Early Christians also began to meet together for worship on the "first day of the week" (Sunday) in honor of Christ's resurrection on Sunday morning (Matthew 28:1; Mark 16:2; Luke 24:1; John 20:1).
Today, there are Christian groups such as the Seventh Day Adventists who teach that Christians are to worship on the Sabbath. While there is nothing wrong with worshiping on Saturday, the earliest church worshiped together several times per week (Acts 2:46-47).
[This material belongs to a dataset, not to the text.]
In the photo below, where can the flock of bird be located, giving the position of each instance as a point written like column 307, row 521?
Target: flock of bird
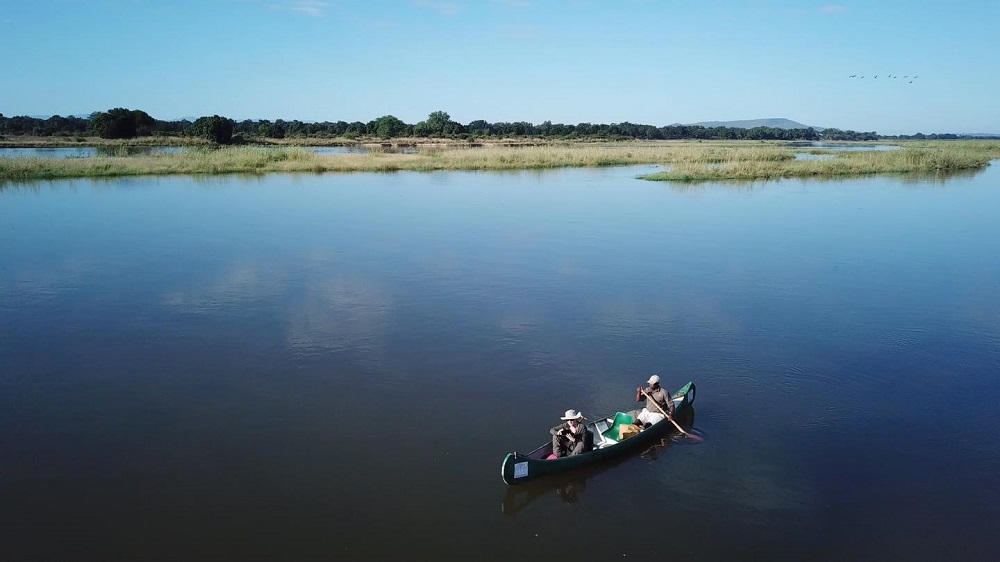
column 907, row 77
Christian worship is not about which day but about regularly gathering for worship with other believers (Hebrews 10:25).
Other groups hold to a view called Christian Sabbatarianism that argues that Christians are to worship together on Sundays and refrain from work. However, this too both reinterprets biblical passages related to Sabbath laws for Jews and limits worship gatherings to one day per week. The early church gathered on whatever days they could, especially when traveling teachers were in their area. Many of the formalities associated with modern church worship simply did not exist in the New Testament period.
The Sabbath day has not changed. It remains Saturday as it has always existed on the Jewish calendar. The Sabbath begins on Friday sunset and lasts until Saturday sunset. While Jewish Law required Jews to refrain from work during this time period each week, Christians have not been given this command. The choice to worship and/or to rest from work on this day is a matter of personal conviction rather than biblical command. Ideally, Christians would desire to join with other believers several times per week for fellowship and to worship Christ (Acts 2:46; Hebrews 4:12).